Determinant of a polynomial matrix A matrix determinant (naively) can be computed in $O(n!)$ steps, or with a proper LU decomposition $O(n^3)$ steps. This assumes that all the matrix elements are constant. If, however the matrix elements are polynomials (say univariate of max order $p$) at each step of the LU decomposition an element is multiplied by another element producing (on average) ever larger polynomials. Each step therefore takes longer and longer - is the cost perform the decomposition still a polynomial?
EDIT: To clarify my reasoning a bit, if polynomial (using FFT as J.M. suggests in the comments) takes $O(m \log m)$, and we must perform $O(n^3)$ operations to get the LU decomposition, each step the polynomial could effectively double in degree at each multiplication*. The running time would look something like
$$ \approx O \left ( \sum_{k}^{n^3} (p \ln p)^{2k} \right ) .$$
* (it doesn't quite do that, and this is where I'm stuck)

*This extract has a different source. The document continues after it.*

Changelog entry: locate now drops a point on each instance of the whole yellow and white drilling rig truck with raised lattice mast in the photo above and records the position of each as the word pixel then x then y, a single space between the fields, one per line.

 A: Suppose each entry of your $n \times n$ matrix is a polynomial of degree $d$ in the variable $t$. Appealing to the cofactor expansion, we see that the determinant will be a polynomial in $t$ of degree at most $dn$; lets call it $D(t)$. So you can do the following: evaluate the determinant at $t=1,2, \ldots, dn$. You will thus know $D(1),D(2),\ldots,D(dn)$ and can find out the coefficients of $D$ by interpolation.
This involves:
(i) $dn$ determinant evaluations, each of which takes $O(n^3)$ operations.
(ii) Interpolating a polynomial of degree $dn$. This can be done by solving a $dn \times dn$ system of equations (see https://en.wikipedia.org/wiki/Polynomial_interpolation under "Constructing the interpolating polynomial"). There are algorithms which will do this in $O(dn \log^2 dn)$.
Your final number of operations will be $O(d n^4 + dn \log^2 dn)$.
I would be interested in knowing if its possible to do this faster.
Update: I corrected an error and incorporated a suggestion of J.M. in the comments.